Greece

Greece

Following the thread of the history of perfume we arrive at one of its most important milestones: Greece. Everything that represented beauty, aesthetics, harmony, proportion, and balance had a divine origin in classical Greece and was personified in divinities and mythological heroes. It is not strange, therefore, that they believed that the ointments and perfumes that contributed to this exaltation of beauty also had a divine origin.

According to Homeric tradition, it was the gods of Olympus who taught men and women to use perfume. Mythology has many stories in which goddesses, nymphs and other characters were believed to be the creators of fragrances. Thus, the rose, which was once white and odourless, gained its red colour and penetrating aroma from the day Venus was stuck by a rose bush thorn, her blood dyeing the flower red. The rose became so beautiful that Cupid, on seeing it, kissed it and gave it the aroma that it has today.

On another occasion Venus was bathing at the edge of a lake and was surprised by several satyrs. Fleeing, she found cover among some myrtle bushes and was able to hide from the satyrs. In her gratitude, she gave the myrtles the intense fragrance they now give off. When Smyrna committed her great sin, she was turned into a tree as punishment, but she wept so bitterly that the goddesses took pity on her and turned her into the myrrh tree that weeps aromatic resins.

Aside from mythology, the origin and development of perfume in Greece can be traced to neighbouring Crete and to its colonies, as well as to Syria and other Mediterranean cultures. The perfumers of these countries set up their businesses in Greek cities and sold the products they made in small shops, called kiosks, in the agoras or public markets. The Greeks were quick to learn and soon began importing oriental essences, quickly becoming great masters in the making of ointments and perfumes. Men and women used them in such abundance that Solon, one of the Seven Sages of Greece, forbade the use of essences to limit the expenses incurred by their import.

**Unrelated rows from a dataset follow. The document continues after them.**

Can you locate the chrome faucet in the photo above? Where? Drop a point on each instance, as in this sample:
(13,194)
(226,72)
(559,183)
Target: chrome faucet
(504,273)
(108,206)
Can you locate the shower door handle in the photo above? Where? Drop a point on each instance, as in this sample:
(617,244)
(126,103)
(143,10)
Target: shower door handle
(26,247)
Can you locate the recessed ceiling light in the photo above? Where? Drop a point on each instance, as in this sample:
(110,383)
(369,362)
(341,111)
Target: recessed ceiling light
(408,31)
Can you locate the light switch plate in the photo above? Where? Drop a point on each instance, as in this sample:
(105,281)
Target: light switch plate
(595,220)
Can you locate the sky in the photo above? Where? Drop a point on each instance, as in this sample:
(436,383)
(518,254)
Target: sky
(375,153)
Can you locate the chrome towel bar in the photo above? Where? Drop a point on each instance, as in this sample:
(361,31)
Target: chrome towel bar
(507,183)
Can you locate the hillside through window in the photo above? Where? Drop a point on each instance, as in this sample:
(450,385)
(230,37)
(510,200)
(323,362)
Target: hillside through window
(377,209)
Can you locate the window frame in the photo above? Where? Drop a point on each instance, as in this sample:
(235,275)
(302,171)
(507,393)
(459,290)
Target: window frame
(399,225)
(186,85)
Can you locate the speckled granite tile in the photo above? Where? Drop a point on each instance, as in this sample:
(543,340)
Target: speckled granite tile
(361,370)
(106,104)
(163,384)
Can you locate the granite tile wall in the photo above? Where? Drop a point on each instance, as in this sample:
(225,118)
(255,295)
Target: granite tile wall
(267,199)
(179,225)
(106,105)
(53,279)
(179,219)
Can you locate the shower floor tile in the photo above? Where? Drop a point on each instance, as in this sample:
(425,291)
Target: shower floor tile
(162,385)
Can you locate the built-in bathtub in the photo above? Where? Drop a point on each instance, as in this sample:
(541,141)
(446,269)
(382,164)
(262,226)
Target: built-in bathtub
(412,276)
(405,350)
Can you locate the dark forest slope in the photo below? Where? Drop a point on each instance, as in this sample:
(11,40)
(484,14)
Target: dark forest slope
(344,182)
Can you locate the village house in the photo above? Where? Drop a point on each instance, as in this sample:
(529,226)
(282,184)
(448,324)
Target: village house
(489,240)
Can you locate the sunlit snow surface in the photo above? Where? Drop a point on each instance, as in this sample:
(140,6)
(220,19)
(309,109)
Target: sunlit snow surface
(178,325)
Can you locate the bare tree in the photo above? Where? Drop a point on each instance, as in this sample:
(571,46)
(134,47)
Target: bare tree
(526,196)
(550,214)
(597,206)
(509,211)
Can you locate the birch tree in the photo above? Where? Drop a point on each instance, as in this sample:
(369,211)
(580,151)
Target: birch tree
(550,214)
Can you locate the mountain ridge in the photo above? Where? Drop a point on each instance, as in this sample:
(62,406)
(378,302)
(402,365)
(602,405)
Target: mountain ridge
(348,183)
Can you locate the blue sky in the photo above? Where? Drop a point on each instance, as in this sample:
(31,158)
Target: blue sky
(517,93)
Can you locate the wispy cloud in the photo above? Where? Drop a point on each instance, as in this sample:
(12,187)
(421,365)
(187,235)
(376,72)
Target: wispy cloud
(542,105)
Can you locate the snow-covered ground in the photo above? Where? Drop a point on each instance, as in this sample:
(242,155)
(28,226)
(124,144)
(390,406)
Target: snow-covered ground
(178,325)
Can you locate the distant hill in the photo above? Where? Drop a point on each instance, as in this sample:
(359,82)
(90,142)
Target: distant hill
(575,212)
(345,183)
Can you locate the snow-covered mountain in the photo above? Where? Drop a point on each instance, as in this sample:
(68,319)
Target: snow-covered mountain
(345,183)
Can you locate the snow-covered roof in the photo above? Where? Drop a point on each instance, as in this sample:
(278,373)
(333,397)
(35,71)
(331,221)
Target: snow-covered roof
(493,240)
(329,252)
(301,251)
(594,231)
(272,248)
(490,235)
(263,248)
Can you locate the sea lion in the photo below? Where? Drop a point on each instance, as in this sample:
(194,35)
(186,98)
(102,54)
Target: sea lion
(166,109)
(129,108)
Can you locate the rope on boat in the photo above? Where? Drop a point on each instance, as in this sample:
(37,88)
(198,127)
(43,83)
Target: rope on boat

These restrictive laws, which went against the will of the majority, were short-lived, and the custom of wearing perfumes and offering them to the gods after animal sacrifices was quickly taken up again and incense and myrrh were once again used in liturgical acts. These sweet-smelling resins were imported from Arabia and were extremely expensive, to the point that Herodotus mentions that he once saw Alexander the Great offer a large quantity of incense in front of an altar, and his teacher Leonidas rebuked him, saying: “Thus you may sacrifice when you have conquered the regions where frankincense grows”. Alexander did not respond, but later, when he conquered Arabia, he sent Leonidas a shipment of 500 talents of frankincense and 100 of myrrh.

But not everyone in Greece was fond of fragrances. Socrates did not like them and claimed that men should not use perfumes, since every man, whether slave or free, immediately smells the same once anointed with perfume, On the other hand, Diogenes, a sloppy, rather dirty man who allegedly lived inside a wine cask, perfumed his feet and justified it by saying: “When you anoint your head with perfume, it flies away in the air and birds only get the benefit of it, whilst if I rub it on my lower limbs it…ascends to my nose”. The Greeks enormous contribution to perfume was to apply their art to the bottles that were used as containers for storing fragrances and which are unsurpassed in beauty even today. The Greeks made a range of different pottery for all uses, which can be categorised into seven types for storing perfumes: decorated with geometric motifs, whimsical animals or mythological or everyday scenes with black-figure or red-figure decorative elements, depending on the period. The most classic and widespread was the lekythos, a slender and elegant vessel so popular that in Greece it was said that someone “who did not have a single lekythos” was truly poor.